Figure 2 : Ou bien inscrivez-les directement sur l’étiquette d’inventaire.
Une autre technique efficace pour attirer l’attention des utilisateurs sur les menaces par email consiste à utiliser des exemples concrets, en particulier si ces emails ont été envoyés directement à vos employés ou à votre direction. Les utilisateurs, en général, pensent qu’ils ne seront jamais victimes de ce type d’attaque et un exemple qui montre qu’une mésaventure vient d’arriver à une personne qu’ils connaissent aide à rendre le risque encouru plus réel.

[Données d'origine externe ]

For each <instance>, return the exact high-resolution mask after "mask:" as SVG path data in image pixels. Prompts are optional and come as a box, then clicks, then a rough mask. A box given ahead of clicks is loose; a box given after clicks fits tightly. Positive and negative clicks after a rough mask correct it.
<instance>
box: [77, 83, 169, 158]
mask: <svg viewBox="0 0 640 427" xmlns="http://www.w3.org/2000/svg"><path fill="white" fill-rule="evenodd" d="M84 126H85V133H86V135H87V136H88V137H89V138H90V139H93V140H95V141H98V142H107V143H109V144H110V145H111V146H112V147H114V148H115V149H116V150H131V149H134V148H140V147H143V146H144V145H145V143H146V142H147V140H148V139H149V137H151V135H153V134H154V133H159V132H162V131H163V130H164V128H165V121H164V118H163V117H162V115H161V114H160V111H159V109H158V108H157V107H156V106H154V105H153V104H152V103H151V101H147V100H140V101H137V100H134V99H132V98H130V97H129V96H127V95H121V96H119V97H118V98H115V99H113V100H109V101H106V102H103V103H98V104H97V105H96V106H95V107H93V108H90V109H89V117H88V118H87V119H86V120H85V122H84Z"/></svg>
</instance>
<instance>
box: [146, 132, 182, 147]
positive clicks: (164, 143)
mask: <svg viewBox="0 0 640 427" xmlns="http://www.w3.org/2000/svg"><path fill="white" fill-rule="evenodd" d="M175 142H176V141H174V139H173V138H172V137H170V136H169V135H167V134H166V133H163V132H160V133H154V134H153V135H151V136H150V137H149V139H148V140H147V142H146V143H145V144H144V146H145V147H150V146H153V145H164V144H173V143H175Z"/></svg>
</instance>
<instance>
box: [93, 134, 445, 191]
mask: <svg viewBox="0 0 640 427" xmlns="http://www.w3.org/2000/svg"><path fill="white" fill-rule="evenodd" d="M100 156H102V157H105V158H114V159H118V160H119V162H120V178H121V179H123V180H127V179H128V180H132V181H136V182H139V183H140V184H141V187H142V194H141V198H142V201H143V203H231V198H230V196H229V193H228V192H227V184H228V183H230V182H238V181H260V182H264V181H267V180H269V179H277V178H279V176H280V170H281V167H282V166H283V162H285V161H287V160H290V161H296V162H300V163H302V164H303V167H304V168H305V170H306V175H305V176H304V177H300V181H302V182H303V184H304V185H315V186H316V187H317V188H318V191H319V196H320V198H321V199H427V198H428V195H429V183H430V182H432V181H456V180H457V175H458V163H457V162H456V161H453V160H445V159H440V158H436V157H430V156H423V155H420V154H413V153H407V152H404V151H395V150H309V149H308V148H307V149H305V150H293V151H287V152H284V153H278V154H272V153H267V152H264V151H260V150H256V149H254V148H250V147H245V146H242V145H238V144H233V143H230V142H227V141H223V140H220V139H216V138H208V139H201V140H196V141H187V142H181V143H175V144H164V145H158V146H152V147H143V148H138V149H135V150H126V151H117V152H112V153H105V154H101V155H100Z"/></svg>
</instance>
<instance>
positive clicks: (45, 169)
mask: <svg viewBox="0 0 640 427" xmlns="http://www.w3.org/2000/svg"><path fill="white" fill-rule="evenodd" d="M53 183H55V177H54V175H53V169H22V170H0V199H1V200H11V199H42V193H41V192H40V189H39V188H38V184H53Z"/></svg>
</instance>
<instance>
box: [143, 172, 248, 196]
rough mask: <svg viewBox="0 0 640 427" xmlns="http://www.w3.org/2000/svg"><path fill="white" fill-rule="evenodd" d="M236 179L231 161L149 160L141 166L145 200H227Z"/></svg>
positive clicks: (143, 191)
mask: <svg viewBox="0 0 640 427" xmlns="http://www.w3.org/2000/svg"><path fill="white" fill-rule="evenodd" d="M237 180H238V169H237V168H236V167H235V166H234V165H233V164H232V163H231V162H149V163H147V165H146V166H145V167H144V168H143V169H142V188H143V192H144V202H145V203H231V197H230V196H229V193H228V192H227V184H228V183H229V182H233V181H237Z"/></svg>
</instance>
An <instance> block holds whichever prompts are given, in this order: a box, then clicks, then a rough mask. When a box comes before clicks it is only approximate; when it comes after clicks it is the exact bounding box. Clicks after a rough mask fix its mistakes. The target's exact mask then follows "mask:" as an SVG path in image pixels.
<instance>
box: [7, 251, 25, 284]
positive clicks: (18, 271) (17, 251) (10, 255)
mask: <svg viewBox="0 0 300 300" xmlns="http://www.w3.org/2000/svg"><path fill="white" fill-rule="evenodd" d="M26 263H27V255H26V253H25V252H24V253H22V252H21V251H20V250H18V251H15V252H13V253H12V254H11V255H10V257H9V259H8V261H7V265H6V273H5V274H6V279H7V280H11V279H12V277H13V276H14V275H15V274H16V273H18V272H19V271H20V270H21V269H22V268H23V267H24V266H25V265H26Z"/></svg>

Distinguer les bons liens des mauvais est devenu de plus en plus difficile ces dernières années, et le temps précieux des utilisateurs sera probablement mieux utilisé pour gérer les mots de passe, se familiariser avec l’authentification multi-facteur et découvrir les derniers types de leurres que les cybercriminels vont utiliser pour les tromper.
En ce mois de la cybersécurité, laissez la technologie s’occuper de l’aspect technique et utilisez plutôt votre énergie pour aider vos collaborateurs à mener à bien leur mission. Relatez des cas réels, partagez des exemples et expliquez les principaux objectifs que les cybercriminels poursuivent lorsqu’ils essaient de nous tromper par email, SMS, WhatsApp, Discord et Facebook Messenger. Nous devons toujours écouter notre intuition et en cas de doute, appelez votre équipe de sécurité IT qui sera toujours à votre disposition pour faire les vérifications nécessaires.
Billet inspiré de For Cybersecurity Awareness Month, how about better cybersecurity advice?, sur le Blog Sophos.